Indigenous Ngarrindjeri Culture
Murrundi ‘The River’
For many thousands of years, the lower Murray River, Lower Lakes and Coorong region was one of the most densely populated areas of Australia. These waterways were home to thousands of Ngarrindjeri Aboriginal people.
The Ngarrindjeri have a timeless connection with the lower Murray River, lakes and Coorong. They lived in communities in this environment, referred to as their supermarket. Everything Ngarrindjeri needed was here – clean waters, foods, medicines, shelter and warmth.
The river supported healthy populations of waterfowl, mussels, cockles, salt and fresh water fish, turtles, kangaroos, possums, native fruits and vegetables. What Ngarrindjeri people didn’t have they traded with groups further upstream and inland. They were renowned for being ‘big, strong and healthy’ due to their varied diet and knowledge of the land.

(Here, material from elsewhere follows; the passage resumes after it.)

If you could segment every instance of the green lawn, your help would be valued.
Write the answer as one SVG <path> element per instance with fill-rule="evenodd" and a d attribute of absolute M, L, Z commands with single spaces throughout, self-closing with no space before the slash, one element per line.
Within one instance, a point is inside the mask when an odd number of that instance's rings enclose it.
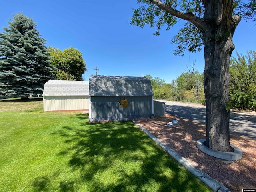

Kurrangk – Coorong ‘Narrow Neck’
The Coorong is a major focus of Ngarrindjeri culture and economy. People still know their special places, continue to visit and care for the country, and tell the stories that keep it alive. The Coorong estuary, rivers and sea have sustained Ngarrindjeri for thousands of years. After European settlement, Ngarrindjeri were employed in seasonal work and continued hunting and gathering to supplement their diet. Elders taught children about the stars, the land, food, plants, medicinal plants, the ways to hunt and gather their foods and their knowledge of family history. This knowledge and practice is continued today by the present generations in their struggle to care for country.
Reminders of the original inhabitants of this area can be found in our coastal parks. The Aboriginal people have lived in the area for thousands of years with the sea and coastal lakes providing an abundance of food. Heaps (middens) of discarded remains of shellfish, cooking ovens, camp sites, flaked stone debris (which are discards of the tool-making process) and burial sites are located in these parks.
Several shell types are found in the middens including turban shells, mussels, limpets, abalone and reef molluscs which indicate the sort of food eaten thousands of years ago. In the Coorong, most middens only contain the cockle. Please remember that all Aboriginal sites are important both culturally and scientifically. Relics must not be disturbed or removed.